ChanServ changed the topic of #panfrost to: Panfrost - FLOSS Mali Midgard & Bifrost - Logs https://oftc.irclog.whitequark.org/panfrost - <macc24> i have been here before it was popular
<alyssa> Looking at perf counters with IDVS on bump + high poly
<alyssa> execution engine is starving most of the time
<alyssa> <17% of EE time is actually doing work
<alyssa> 8% of the time is reads from the load/store pipe
<alyssa> (EE time)
<alyssa> 7% of the EE time is writes from the load/store pipe
<alyssa> 3% of the EE time is varying interpolatio
<alyssa> really not clear where the time is going. I guess memory access.
<HdkR> No counters for memory stalls?
<alyssa> I don't quite understand the memory counters
<alyssa> Read stall cycles (l2_rd_msg_in_stall): 367282887
<alyssa> Write stall cycles (l2_wr_msg_in_stall): 228086275
<alyssa> that seems.... significant.
<HdkR> Definitely big numbers at least
<alyssa> so 79% of the time we're stalled
<alyssa> wonder if the SoC is super memory bandwidth starved
rasterman has quit [Quit: Gettin' stinky!]
<alyssa> S922x: 4.8 GiB/s
<alyssa> RK3399: 6.6 GiB/S
<alyssa> Guess that explains some cases where the rk3399 is faster
<HdkR> Need more 400GB/s ARM chips
<alyssa> brb porting panfrost to the m1 max
Net147 has quit [Quit: Quit]
Net147 has joined #panfrost
vstehle has quit [Ping timeout: 480 seconds]

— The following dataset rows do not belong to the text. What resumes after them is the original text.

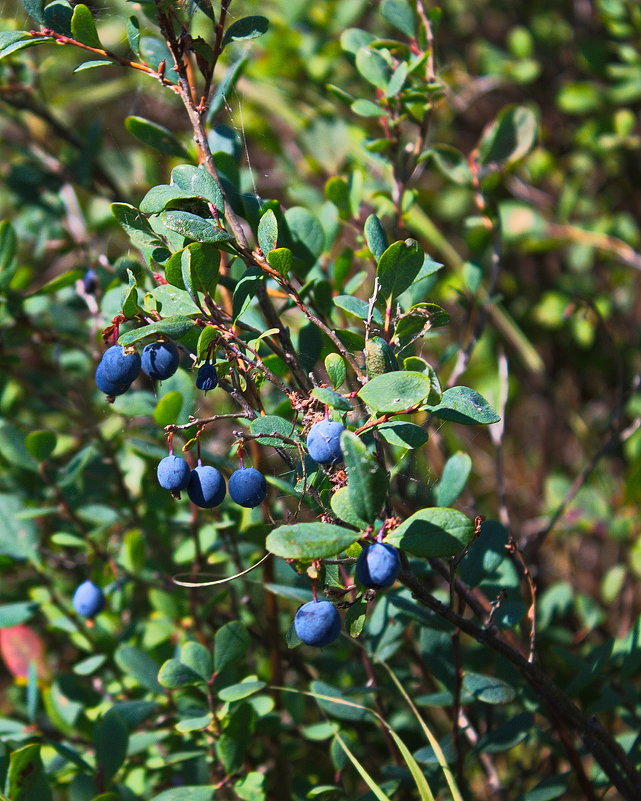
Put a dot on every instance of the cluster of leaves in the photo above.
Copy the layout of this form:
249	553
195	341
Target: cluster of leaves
480	669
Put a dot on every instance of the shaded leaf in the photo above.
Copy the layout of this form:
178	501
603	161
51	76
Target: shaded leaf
464	405
309	540
155	135
434	532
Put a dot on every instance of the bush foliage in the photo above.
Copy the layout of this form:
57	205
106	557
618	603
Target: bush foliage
414	225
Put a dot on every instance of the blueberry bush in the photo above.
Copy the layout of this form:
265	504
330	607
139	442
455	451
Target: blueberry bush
319	400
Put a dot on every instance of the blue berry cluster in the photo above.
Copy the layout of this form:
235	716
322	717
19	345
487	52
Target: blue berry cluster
318	622
205	485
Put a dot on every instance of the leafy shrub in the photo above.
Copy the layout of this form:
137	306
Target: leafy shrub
337	245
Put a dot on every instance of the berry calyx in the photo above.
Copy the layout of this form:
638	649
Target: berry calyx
378	565
88	599
117	370
160	360
324	442
173	473
247	487
206	487
317	623
206	378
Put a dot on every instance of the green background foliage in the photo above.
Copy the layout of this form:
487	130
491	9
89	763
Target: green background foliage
440	208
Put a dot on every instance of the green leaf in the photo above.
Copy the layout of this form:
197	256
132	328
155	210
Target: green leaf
26	779
336	370
193	227
357	307
40	444
434	532
170	301
379	357
245	28
271	424
22	42
345	508
375	236
464	405
173	674
139	665
246	291
398	267
154	51
133	35
198	182
232	745
236	692
168	408
366	480
159	197
197	657
187	793
282	260
453	480
451	163
154	135
58	16
488	688
136	225
17	613
8	245
83	27
231	641
18	537
402	434
173	327
510	138
396	391
59	282
35	9
373	67
306	234
309	540
110	738
225	87
331	398
268	231
90	65
400	14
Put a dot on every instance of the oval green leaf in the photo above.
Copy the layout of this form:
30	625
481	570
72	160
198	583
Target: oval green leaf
310	540
435	532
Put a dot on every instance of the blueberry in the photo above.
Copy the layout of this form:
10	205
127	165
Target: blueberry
90	281
247	487
173	473
160	360
378	566
206	486
317	623
324	442
117	370
88	599
206	378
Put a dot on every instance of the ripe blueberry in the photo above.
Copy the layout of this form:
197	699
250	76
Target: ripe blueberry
160	360
206	486
317	623
88	599
117	370
206	378
173	473
247	487
377	566
324	442
90	281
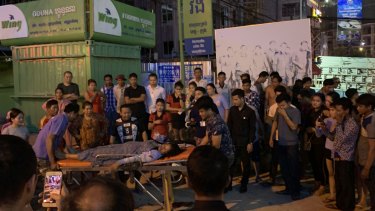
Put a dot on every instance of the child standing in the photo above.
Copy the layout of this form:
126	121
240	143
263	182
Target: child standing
52	108
160	122
17	128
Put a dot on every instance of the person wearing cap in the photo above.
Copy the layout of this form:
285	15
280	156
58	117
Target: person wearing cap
119	90
135	97
154	92
70	89
352	94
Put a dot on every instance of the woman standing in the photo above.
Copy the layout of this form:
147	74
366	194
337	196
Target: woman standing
327	128
95	97
176	105
90	129
317	144
219	101
17	127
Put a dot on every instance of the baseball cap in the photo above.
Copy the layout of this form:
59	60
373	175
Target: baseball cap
121	76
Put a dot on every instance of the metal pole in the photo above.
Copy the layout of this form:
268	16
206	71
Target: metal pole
181	40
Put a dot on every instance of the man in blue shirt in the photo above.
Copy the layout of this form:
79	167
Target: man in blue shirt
285	129
110	103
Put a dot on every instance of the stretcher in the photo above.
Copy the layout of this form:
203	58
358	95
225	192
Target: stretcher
165	166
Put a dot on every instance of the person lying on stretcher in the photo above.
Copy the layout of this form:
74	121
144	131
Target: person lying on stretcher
144	152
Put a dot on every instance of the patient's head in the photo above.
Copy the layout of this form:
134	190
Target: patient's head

JulianGro has quit [Remote host closed the connection]
vstehle has joined #panfrost
rasterman has joined #panfrost
JulianGro has joined #panfrost
alyssa has quit [Quit: leaving]
<cphealy> alyssa: how are you getting the counters when running glmark2? I'd like to do some comparisons on the platforms I'm working with.
<cphealy> additionally, given the relationship with memory bandwidth, it makes sense that AFBC will have a significant impact on the numbers. With AFBC today, IIRC we have YTR available but not SC (solid color). Getting SC enabled with AFBC would likely give another significant reduction in bandwidth over what we have with AFBC today.
macc24_ has quit []
macc24 has joined #panfrost
<macc24> cphealy: i think you can use perfetto
jernej_ has joined #panfrost
jernej has quit [Ping timeout: 480 seconds]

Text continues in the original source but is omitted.